Swedish ballet dancer and stage actress

Charlotte Lindmark (18 October 1819 in Stockholm – 2 April 1858 in Stockholm) was a Swedish ballet dancer and stage actress. She was regarded a member of the Royal Swedish Ballet in 1834–39, and engaged as a stage actress at the Royal Dramatic Theatre (1842–45) and the Mindre teatern (1845–58) in Stockholm. She enjoyed great popularity and was one of the most famed actresses in Sweden in the mid-19th century.

==Life==
Charlotte Lindmark was the daughter of a poor milliner. She made her stage debut in the Children's theater of Anders Selinder. She became a student of the
Royal Swedish Ballet in 1829 and ballerina in 1834. She was a popular and talented ballerina, but was affected by gout to such a degree that she was forced to retire in 1839. She made her debut as an actress at the Royal Dramatic Theatre, and was regarded to have displayed good talent, but was not considered to live up to the expectations.

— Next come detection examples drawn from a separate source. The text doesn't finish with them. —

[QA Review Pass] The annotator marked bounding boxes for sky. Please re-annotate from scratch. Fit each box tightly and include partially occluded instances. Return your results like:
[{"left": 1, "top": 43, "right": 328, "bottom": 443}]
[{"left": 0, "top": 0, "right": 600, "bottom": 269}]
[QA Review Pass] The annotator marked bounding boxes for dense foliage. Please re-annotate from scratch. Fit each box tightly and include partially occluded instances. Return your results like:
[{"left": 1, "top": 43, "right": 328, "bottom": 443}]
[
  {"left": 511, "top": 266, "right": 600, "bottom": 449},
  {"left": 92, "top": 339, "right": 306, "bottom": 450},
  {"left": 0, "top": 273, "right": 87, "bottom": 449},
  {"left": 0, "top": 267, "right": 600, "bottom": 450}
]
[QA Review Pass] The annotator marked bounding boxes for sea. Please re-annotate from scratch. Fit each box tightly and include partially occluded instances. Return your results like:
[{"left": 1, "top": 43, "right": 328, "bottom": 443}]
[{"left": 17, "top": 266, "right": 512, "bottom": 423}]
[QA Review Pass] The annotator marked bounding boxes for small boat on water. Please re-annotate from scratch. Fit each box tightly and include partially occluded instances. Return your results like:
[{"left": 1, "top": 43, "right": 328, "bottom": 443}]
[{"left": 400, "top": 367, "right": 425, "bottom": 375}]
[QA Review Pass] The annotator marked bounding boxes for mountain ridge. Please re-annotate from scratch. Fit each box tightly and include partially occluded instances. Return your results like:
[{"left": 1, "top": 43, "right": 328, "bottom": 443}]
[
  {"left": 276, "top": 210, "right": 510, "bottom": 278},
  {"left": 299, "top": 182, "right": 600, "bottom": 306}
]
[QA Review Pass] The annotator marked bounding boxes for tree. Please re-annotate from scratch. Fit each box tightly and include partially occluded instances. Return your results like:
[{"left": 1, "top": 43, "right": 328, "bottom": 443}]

From 1845 until her death, she was engaged as an actress at the Mindre teatern, a theater more frequented by the wider public than the royal stage and where she enjoyed great and widespread popularity among both audience and critics. Among her most noted roles where the title role of Drottning Kristina ('Queen Christina') by Jeanette Granberg and the title role of Narcisse Rameau in which it was said that "M:ll Lindmark dies divine".

However, Charlotte Lindmark suffered severely from deteriorating health in parallel to her stage success, but still continued to work hard despite her activity contributing to her illness, which was described by J. C. Hellberg:
"She may have been the only one, who could cry onstage without pretend. She never allowed her own person shine through her character, she always kept the :child's enthusiasm for everything sweet, the fresh feelings of a child's mind. During all this she combated her constantly increasing bodily torments, so great :that she, when leaving the stage, often collapsed on the closest empty chair and the doctor declared it a wonder that she could live and act. Such a life!"

Charlotte Lindmark died of "chest pains" on the top of a very successful career in 1858.